Light Detection And Ranging (LiDAR) instruments make use of the extreme directionality of laser light, which enables measurement of distances with high spatial accuracy. Airborne Laser Scanning (ALS) is based on LiDAR range measurements conducted between an aircraft and the object of study [1
]. Recent ALS instruments mostly use monochromatic lasers to measure surface topography and for object characterization. ALS produces a 3D point cloud (x,y,z) of the surveyed target area, and the cloud represents the coordinates of the object. The intensity (I) value is also recorded for each point, either as the echo amplitude (proportional to the number of photons received by the detector over a given period of time) or as the complete echo waveform [2
]. Traditionally, the intensity data has mainly been used for matching images and laser strips, and rough classification and recognition of points and objects. However, recent the improvements in radiometric calibration [2
] have significantly improved the use of the data. The use of Terrestrial Laser Scanners (TLS) has also increased, and the number of applications, as well as information on TLS performance and range-data accuracy, is constantly increasing [7
Recent advances in nonlinear fibre optics and compact pulsed lasers have brought to the market light sources that are extremely broadband, yet as directional as laser light. These supercontinuum laser sources produce directional broadband light by making use of cascaded nonlinear optical interactions in an optical fibre [8
], and they can be used to simultaneously measure distance and the reflectance spectrum, which has been the basis for recent efforts at developing hyperspectral LiDAR [10
Current techniques for producing 3D point clouds with spectral intensity information are based on combining the laser-scanner data with passive spectroscopic sensing, e.g., aerial images or passive imaging spectrometry [11
], or using separated semiconductor laser diodes as the laser source [12
]. These approaches enable the classification of laser points for object recognition, but there are several practical problems. These include discrete spectral band, inaccuracy in registration, and time-based variation between measurements. Also, active hyperspectral imaging applications without range information have been developed [10
]. The idea behind hyperspectral LiDAR is that it would enable simultaneous hyperspectral imaging and laser scanning by the same instrument without any registration problems arising between the data sets, and it would produce a point cloud combined with hyperspectral intensity [x,y,z,I(λ)], where I(λ) represents intensity (I) as a continuous function of wavelength (λ).

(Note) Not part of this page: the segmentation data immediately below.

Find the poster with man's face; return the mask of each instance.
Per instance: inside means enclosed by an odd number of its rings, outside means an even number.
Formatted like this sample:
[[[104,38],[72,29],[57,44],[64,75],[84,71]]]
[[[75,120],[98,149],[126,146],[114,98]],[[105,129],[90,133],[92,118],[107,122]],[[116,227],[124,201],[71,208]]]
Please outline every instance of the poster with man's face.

The objective of this paper is to demonstrate the use of a spectral range-finding system using two channels in two different applications: determination of the Normalized Difference Vegetation Index (NDVI) of a Norway Spruce (Picea abies) tree, and obtaining the target range. The NDVI is defined as: NDVI = [NIR-RED]/[NIR+ RED], where NIR is the target reflectance within the near-infrared wavelength range, and RED is the reflectance within the visible wavelength range. The system is different from the currently available dual or multi wavelength LiDAR applications because the wavelengths can be selected from within the supercontinuum (or detector) wavelength range. The system configuration is presented in Section 2. The experiments are outlined in Section 3, and the Results and Discussion are provided in Section 4.